October 18, 2022 4 min read
When you use your credit card to pay for something at the store, you might feel the effects of credit card processing fees. But how do the fees work, how much do they cost businesses and how do fees relate to customers?
Sometimes referred to as credit card transaction fees or credit card merchant fees, credit card processing fees are often inevitable for any vendors who accept credit card payments. Learn more about different types of fees.
- Credit card processing fees are paid by the vendor, not by the consumer.
- Businesses can pay credit card processing fees to the buyer’s credit card issuer, to their credit card network and to the payment processor company.
- On average, credit card processing fees can range between 1.5% and 3.5%.
- Fees can be charged per transaction, per month or per year depending on the credit card network a business works with and the network’s pricing model.
What does credit card processing mean?
When a credit card transaction takes place between a business and a consumer, a credit card processing service completes the transaction behind the scenes. Payment processors facilitate the payment and serve as the middleman between consumers, vendors, card issuers and card networks.
Then, for completing this service, the business is charged small fees by the merchant account or the payment service provider involved in the transaction.
Types of credit card processing fees and how they work
There are three main types of processing fees vendors are likely to encounter as part of their credit card transactions: interchange fees, assessment fees and payment processor fees. It might help to understand these fees prior to opening a credit card.

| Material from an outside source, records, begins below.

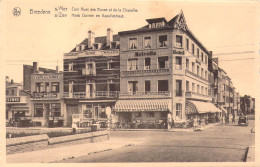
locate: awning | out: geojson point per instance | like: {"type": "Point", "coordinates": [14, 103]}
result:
{"type": "Point", "coordinates": [142, 105]}
{"type": "Point", "coordinates": [194, 107]}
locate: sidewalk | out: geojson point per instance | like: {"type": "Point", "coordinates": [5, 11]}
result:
{"type": "Point", "coordinates": [66, 152]}
{"type": "Point", "coordinates": [251, 154]}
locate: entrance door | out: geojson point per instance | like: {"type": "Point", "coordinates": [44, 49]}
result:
{"type": "Point", "coordinates": [71, 110]}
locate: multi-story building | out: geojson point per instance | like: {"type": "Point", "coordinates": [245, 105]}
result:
{"type": "Point", "coordinates": [46, 103]}
{"type": "Point", "coordinates": [91, 77]}
{"type": "Point", "coordinates": [17, 102]}
{"type": "Point", "coordinates": [163, 73]}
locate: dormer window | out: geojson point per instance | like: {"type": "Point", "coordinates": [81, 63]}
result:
{"type": "Point", "coordinates": [132, 43]}
{"type": "Point", "coordinates": [147, 42]}
{"type": "Point", "coordinates": [163, 41]}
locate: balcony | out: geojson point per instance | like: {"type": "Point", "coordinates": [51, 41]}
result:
{"type": "Point", "coordinates": [158, 94]}
{"type": "Point", "coordinates": [88, 71]}
{"type": "Point", "coordinates": [194, 95]}
{"type": "Point", "coordinates": [91, 95]}
{"type": "Point", "coordinates": [195, 75]}
{"type": "Point", "coordinates": [146, 71]}
{"type": "Point", "coordinates": [48, 95]}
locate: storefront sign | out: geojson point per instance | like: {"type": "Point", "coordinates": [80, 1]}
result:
{"type": "Point", "coordinates": [178, 52]}
{"type": "Point", "coordinates": [47, 77]}
{"type": "Point", "coordinates": [13, 99]}
{"type": "Point", "coordinates": [145, 53]}
{"type": "Point", "coordinates": [198, 62]}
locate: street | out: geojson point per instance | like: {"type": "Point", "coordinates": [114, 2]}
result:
{"type": "Point", "coordinates": [220, 143]}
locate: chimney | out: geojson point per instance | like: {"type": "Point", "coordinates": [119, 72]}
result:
{"type": "Point", "coordinates": [35, 67]}
{"type": "Point", "coordinates": [91, 39]}
{"type": "Point", "coordinates": [57, 69]}
{"type": "Point", "coordinates": [109, 36]}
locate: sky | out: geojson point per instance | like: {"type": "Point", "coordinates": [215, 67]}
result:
{"type": "Point", "coordinates": [228, 29]}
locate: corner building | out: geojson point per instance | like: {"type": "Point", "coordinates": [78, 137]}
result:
{"type": "Point", "coordinates": [163, 73]}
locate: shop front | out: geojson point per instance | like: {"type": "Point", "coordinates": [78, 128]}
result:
{"type": "Point", "coordinates": [202, 110]}
{"type": "Point", "coordinates": [143, 113]}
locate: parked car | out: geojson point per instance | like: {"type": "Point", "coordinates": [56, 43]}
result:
{"type": "Point", "coordinates": [243, 120]}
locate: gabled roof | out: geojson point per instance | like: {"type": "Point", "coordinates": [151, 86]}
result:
{"type": "Point", "coordinates": [101, 39]}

An interchange fee is charged by the business’s credit card network to help cover the costs of processing the transaction. Offline credit card processing, where the payment is made in person, can be pricier than online processing.
An assessment fee is charged by the vendor’s credit card network based on the vendor’s total monthly sales. These networks can sometimes differ from the buyer’s credit card issuer. Most businesses work with four main credit card networks in the United States: American Express®, Discover®, Mastercard® and Visa®. The former two companies can issue their own credit cards. To get a Mastercard or Visa, consumers must apply through separate issuing banks or financial institutions.
Payment processor fees
The payment processing company the vendor works with—usually separate from a consumer’s credit card issuer or a vendor’s credit card network—might charge an additional fee for managing transactions. These fees can be charged monthly, annually or upfront when the transaction goes through.
Average credit card processing fees
According to analysts, the average cost of credit card processing fees for vendors ranges between 1.5% and 3.5%. However, these rates can vary depending on the credit card network a business operates through and the type of pricing model offered to the business.
Three main types of pricing models are commonly used to determine credit card processing fees: tiered pricing, flat rate pricing and Interchange Plus pricing.
Tiered pricing model
Under this pricing model, credit card processing companies categorize their fees by different transaction types. Certain qualified transactions can receive lower rates, while other transactions might receive higher rates.
Flat rate pricing model
With flat rate pricing, credit card processors charge businesses a certain percentage of the transaction plus a small per-transaction fee—typically $0.20 to $0.30.
Interchange plus pricing model
Under Interchange Plus pricing, businesses pay their credit card network’s interchange rate as well as a predetermined transaction fee.
Credit card processing fees in a nutshell
Credit card processing fees are a common component of business transactions. And if you’re a consumer who makes credit card payments, it helps to understand how the fees that vendors pay may also impact you.